X_train, X_test, y_train, y_test = train_test_split(X, y, test_size=0.3, random_state=12)

In [4]:
cat_vars = ['data_channel_is_lifestyle', 'data_channel_is_bus',
               'data_channel_is_entertainment', 'data_channel_is_socmed',
               'data_channel_is_tech', 'data_channel_is_world', 'weekday_is_monday', 
               'weekday_is_tuesday', 'weekday_is_wednesday', 'weekday_is_thursday',
               'weekday_is_friday', 'weekday_is_saturday', 'weekday_is_sunday', 'is_weekend']

In [5]:
from sklearn.preprocessing import StandardScaler

In [6]:
scaler = StandardScaler()
X_train_cat = X_train[cat_vars]
X_train_cont = X_train.drop(columns=cat_vars, axis=1)
X_train_cont[X_train_cont.columns] = scaler.fit_transform(X_train_cont)
X_train_scaled = pd.concat([X_train_cat, X_train_cont], axis=1)

In [7]:
X_test_cat = X_test[cat_vars]
X_test_cont = X_test.drop(columns=cat_vars, axis=1)
X_test_cont[X_test_cont.columns] = scaler.fit_transform(X_test_cont)
X_test_scaled = pd.concat([X_test_cat, X_test_cont], axis=1)

In [8]:
from sklearn.ensemble import RandomForestClassifier
from sklearn.metrics import accuracy_score


In [9]:
rf = RandomForestClassifier(n_estimators=400)
rf.fit(X_train_scaled, y_train)
y_pred = rf.predict(X_test_scaled)
accuracy_score(y_test, y_pred)

0.6548680006726081

Create function to separate categorical and continuous data, scale continuous data, and return joined data

In [10]:
def sep_scale_combine(X, cat_vars):
    X_cat = X[cat_vars]
    X_cont = X.drop(columns=cat_vars, axis=1)

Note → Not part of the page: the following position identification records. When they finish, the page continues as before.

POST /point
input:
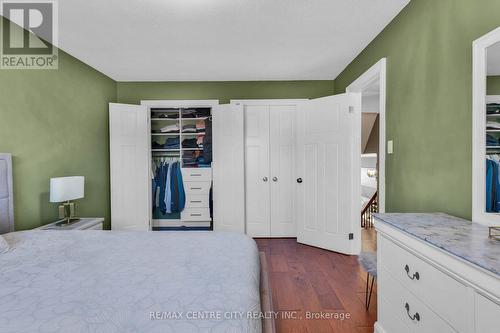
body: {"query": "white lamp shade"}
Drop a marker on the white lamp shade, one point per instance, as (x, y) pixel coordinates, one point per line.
(66, 188)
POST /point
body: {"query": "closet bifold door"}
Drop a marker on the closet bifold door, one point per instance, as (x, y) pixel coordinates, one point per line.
(282, 165)
(228, 168)
(129, 167)
(257, 171)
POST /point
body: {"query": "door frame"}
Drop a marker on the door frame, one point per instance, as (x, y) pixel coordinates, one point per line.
(378, 72)
(257, 102)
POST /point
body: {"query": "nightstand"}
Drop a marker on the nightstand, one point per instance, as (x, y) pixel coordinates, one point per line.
(85, 223)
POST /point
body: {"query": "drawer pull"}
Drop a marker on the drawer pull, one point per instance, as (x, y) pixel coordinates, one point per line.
(416, 275)
(416, 316)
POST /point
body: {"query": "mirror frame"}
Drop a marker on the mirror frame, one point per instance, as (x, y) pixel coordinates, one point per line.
(479, 91)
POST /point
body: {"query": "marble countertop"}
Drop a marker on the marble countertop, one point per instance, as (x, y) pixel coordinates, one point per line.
(454, 235)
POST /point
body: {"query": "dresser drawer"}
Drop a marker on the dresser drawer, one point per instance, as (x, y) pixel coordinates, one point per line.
(388, 318)
(440, 292)
(197, 201)
(195, 214)
(194, 188)
(407, 307)
(196, 174)
(487, 314)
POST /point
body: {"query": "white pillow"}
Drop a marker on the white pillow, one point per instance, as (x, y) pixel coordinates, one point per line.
(4, 246)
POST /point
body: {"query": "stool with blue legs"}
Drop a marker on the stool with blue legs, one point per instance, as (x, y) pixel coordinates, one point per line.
(368, 261)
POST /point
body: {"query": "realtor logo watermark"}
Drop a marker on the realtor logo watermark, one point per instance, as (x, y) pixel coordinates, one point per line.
(29, 31)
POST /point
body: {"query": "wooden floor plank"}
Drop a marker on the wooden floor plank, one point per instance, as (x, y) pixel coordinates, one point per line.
(305, 279)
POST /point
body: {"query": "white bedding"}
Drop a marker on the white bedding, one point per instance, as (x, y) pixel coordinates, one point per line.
(109, 281)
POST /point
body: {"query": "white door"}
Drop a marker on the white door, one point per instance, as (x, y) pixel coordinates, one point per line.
(129, 167)
(327, 209)
(282, 164)
(228, 168)
(257, 173)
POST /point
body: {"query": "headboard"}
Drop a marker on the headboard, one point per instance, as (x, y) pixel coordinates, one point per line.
(6, 194)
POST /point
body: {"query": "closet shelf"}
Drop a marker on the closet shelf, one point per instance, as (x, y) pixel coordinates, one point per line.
(165, 134)
(161, 150)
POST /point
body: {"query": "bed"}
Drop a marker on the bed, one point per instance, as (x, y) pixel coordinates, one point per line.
(102, 281)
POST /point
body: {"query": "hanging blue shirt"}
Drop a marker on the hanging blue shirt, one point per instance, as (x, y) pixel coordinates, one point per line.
(168, 192)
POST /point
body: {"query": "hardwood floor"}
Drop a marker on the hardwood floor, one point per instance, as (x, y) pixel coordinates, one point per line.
(307, 279)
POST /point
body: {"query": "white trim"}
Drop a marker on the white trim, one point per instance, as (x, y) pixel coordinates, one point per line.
(267, 101)
(479, 73)
(376, 72)
(355, 124)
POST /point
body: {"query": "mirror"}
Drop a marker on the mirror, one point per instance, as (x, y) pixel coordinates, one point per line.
(486, 129)
(492, 137)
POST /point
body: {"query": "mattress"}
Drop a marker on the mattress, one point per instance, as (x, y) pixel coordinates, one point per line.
(127, 281)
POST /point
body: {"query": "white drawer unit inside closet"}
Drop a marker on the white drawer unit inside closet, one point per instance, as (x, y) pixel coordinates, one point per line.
(197, 185)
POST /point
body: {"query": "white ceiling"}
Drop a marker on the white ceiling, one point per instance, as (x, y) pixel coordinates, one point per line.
(215, 40)
(493, 64)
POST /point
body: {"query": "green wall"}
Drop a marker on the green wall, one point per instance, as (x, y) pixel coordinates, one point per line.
(429, 96)
(134, 92)
(493, 85)
(55, 123)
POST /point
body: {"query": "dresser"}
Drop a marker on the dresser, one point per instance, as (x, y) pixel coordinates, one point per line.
(436, 273)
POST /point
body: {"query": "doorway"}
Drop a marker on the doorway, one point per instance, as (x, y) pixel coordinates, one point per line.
(372, 87)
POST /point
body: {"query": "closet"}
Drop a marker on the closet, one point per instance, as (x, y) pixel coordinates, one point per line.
(270, 167)
(279, 168)
(162, 160)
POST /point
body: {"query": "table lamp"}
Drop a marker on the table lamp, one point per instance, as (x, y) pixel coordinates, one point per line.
(63, 190)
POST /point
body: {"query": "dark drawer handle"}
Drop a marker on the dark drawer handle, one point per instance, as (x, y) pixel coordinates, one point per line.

    X_cont[X_cont.columns] = scaler.fit_transform(X_cont)
    X_scaled = pd.concat([X_cat, X_cont], axis=1)
    return X_scaled

Moving window run with previously optimized hyperparameters and then again with newly optimized hyperparameters.

In [12]:
index_min = 0
index_max = 10000
rf = RandomForestClassifier(n_estimators=1000, max_depth=30, min_samples_leaf=1)
rf_predictions = pd.DataFrame(columns=['y_actual', 'y_predict'], dtype=int)

while index_max <= 39000:
    X_train_rf = X.iloc[index_min : index_max]
    X_train_rf_scaled = sep_scale_combine(X_train_rf, cat_vars)
    y_train_rf = y.iloc[index_min : index_max]
    
    X_test_rf = X.iloc[index_max : (index_max + 1000)]
    X_test_rf_scaled = sep_scale_combine(X_test_rf, cat_vars)
    y_test_rf = y.iloc[index_max : (index_max + 1000)]
    
    rf.fit(X_train_rf_scaled, y_train_rf)
    y_predictions_rf = rf.predict(X_test_rf_scaled)
    y_actual_and_predict_rf = pd.DataFrame({'y_actual': y_test_rf, 'y_predict': y_predictions_rf})
    rf_predictions = rf_predictions.append(y_actual_and_predict_rf, ignore_index=False)
    index_min += 1000
    index_max += 1000

In [13]:
accuracy_score(rf_predictions['y_actual'].values, rf_predictions['y_predict'].values)

0.6540952637970584

In [11]:
X_scaled = sep_scale_combine(X, cat_vars)
X_train_scaled, X_test_scaled, y_train_scaled, y_test_scaled = train_test_split(X_scaled, y, test_size=0.3, random_state=15)

rf_scaled = RandomForestClassifier()
rf_params_scaled = {'n_estimators': [200, 400, 750, 1000], 'max_depth' : [15, 20, 30], 'min_samples_leaf' : [1, 5, 10]}
gsRf_scaled = GridSearchCV(estimator=rf_scaled, param_grid=rf_params_scaled)

gsRf_scaled.fit(X_train_scaled, y_train_scaled)
print(gsRf_scaled.best_params_ )
gsRf_scaled.predict(X_test_scaled)
print(gsRf_scaled.score(X_test_scaled, y_test_scaled)) # Accuracy

{'max_depth': 30, 'min_samples_leaf': 1, 'n_estimators': 1000}
0.6787455860097528


Training data has an accuracy of 68% while testing data has an accuracy of 65%. Does not generalize well.